# Wilcom E2 software for rhinestones



## tl2009 (Dec 25, 2008)

Has anyone purchased/used the new software from Wilcom that does rhinestones? The video I keep seeing has no sound and is too short to provide much information.


----------



## allhamps (Mar 15, 2007)

I don't have it, or have tried it, but from what I can find on the Internet, it is simply a Corel feature in their embroidery software that allows you to use Corel features to do rhinestone patterns. The software is MAINLY for embroidery. Unless you plan to focus on embroidery, I would look for something different, especially if this is expensive.


----------



## tl2009 (Dec 25, 2008)

I already have Wilcom and use it in conjunction with Corel. I am considering the e2 upgrade in effort to slow the learning curve and speed up transitions. So has anyone been given a hands on demo?


----------



## dtogs (Apr 1, 2007)

Running Wilcom e2 and it is heads above R-Wear, just X5 or AI standalone. All of the rhinestone design occurs within the embroidery software that you can Output a vector file to X5 for cutting.... Not inexpensive...


----------



## allhamps (Mar 15, 2007)

Sounds like a good deal since you already have the software Rhinestones are definitely hot right now.


----------



## charles95405 (Feb 1, 2007)

I saw a demo of this at ISS in Long Beach. I was not overly impressed for the rhinestone function, but I suspect part of the problem was the person showing it was more familiar with the embroidery function and not rhinestones. The package includes Corel X5 and there is no discount if you already have Corel X5 and the cost at the show was $1995.00 Ouch! If you are not into embroidery, this is probably not the program for you


----------



## allhamps (Mar 15, 2007)

Ouch is right, Charles. I hope the upgrade for those folks who already have the embroidery piece is not as pricey.


----------



## jemmyell (Jan 26, 2010)

We bought Embroidery Studio E2 Level one for the embroidery digitizing functions. I did get a demo of the Rhinestone stuff at ISS Long Beach and it REALLY has a long way to go.

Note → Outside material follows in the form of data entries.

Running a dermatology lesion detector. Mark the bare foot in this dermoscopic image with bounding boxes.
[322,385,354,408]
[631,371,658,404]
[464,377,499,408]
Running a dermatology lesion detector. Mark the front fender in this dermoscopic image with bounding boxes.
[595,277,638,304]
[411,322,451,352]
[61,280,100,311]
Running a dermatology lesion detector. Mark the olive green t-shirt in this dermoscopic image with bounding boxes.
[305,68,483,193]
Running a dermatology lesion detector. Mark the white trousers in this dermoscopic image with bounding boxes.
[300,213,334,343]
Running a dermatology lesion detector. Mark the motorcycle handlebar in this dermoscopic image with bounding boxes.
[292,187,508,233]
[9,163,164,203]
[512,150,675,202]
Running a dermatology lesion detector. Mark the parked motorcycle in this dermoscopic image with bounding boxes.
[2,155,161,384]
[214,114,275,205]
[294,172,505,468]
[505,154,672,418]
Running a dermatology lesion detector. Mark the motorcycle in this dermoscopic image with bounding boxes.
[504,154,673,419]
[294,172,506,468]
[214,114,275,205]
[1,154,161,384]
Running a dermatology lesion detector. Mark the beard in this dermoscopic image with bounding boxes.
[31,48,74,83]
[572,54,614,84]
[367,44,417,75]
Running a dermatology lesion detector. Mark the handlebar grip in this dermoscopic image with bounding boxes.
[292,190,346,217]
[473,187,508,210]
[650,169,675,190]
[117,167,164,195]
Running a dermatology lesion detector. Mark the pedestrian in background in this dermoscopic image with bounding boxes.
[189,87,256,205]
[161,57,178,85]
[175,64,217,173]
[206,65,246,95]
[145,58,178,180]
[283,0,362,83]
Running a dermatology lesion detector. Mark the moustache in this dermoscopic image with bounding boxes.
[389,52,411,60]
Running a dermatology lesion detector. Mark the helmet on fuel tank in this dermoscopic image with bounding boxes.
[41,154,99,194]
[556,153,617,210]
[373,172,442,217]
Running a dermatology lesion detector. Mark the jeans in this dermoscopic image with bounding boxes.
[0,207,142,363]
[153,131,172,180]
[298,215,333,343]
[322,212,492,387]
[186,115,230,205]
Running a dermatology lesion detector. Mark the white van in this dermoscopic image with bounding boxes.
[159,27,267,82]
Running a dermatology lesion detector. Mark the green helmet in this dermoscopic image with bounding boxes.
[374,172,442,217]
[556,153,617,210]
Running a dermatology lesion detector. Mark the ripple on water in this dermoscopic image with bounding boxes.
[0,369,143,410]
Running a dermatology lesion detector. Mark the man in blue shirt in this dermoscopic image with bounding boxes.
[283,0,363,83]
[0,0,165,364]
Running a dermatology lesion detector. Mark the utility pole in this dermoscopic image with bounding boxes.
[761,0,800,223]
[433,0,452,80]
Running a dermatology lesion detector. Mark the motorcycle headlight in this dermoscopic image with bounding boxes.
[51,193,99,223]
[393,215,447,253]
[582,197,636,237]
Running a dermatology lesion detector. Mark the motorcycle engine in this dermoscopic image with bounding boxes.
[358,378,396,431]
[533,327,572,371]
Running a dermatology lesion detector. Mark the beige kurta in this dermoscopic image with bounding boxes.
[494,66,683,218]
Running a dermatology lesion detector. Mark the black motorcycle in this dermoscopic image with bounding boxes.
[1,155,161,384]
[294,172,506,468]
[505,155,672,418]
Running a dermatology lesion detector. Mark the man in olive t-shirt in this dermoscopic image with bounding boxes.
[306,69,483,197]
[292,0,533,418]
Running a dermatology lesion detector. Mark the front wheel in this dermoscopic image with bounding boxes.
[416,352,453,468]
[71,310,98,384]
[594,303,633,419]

WinPCSign2010 is a MUCH more advanced rhinestone design tool.

E2 cannot do fonts / text well at all. The fills are just horrible. Outlines of the classic heart and star designs are ok, but a simple irregular polygon was VERY unimpressive. The software generates overlapping rhinestones frequently. BUT they are really proud that they CAN automatically remove the overlaps, leaving irregular holes in the designs...

Anyways, GREAT embroidery digitizing software.

The Rhinestone function is essentially useless. I was hoping they had integrated a version of their high end sequin designer and just called it rhinestones, but apparently not.

BTW, DecoStudio starts at $1999, Embroidery Studio starts at $4999 and goes to about $16000 (no extra zeros, not a typo).

-James Leonard


----------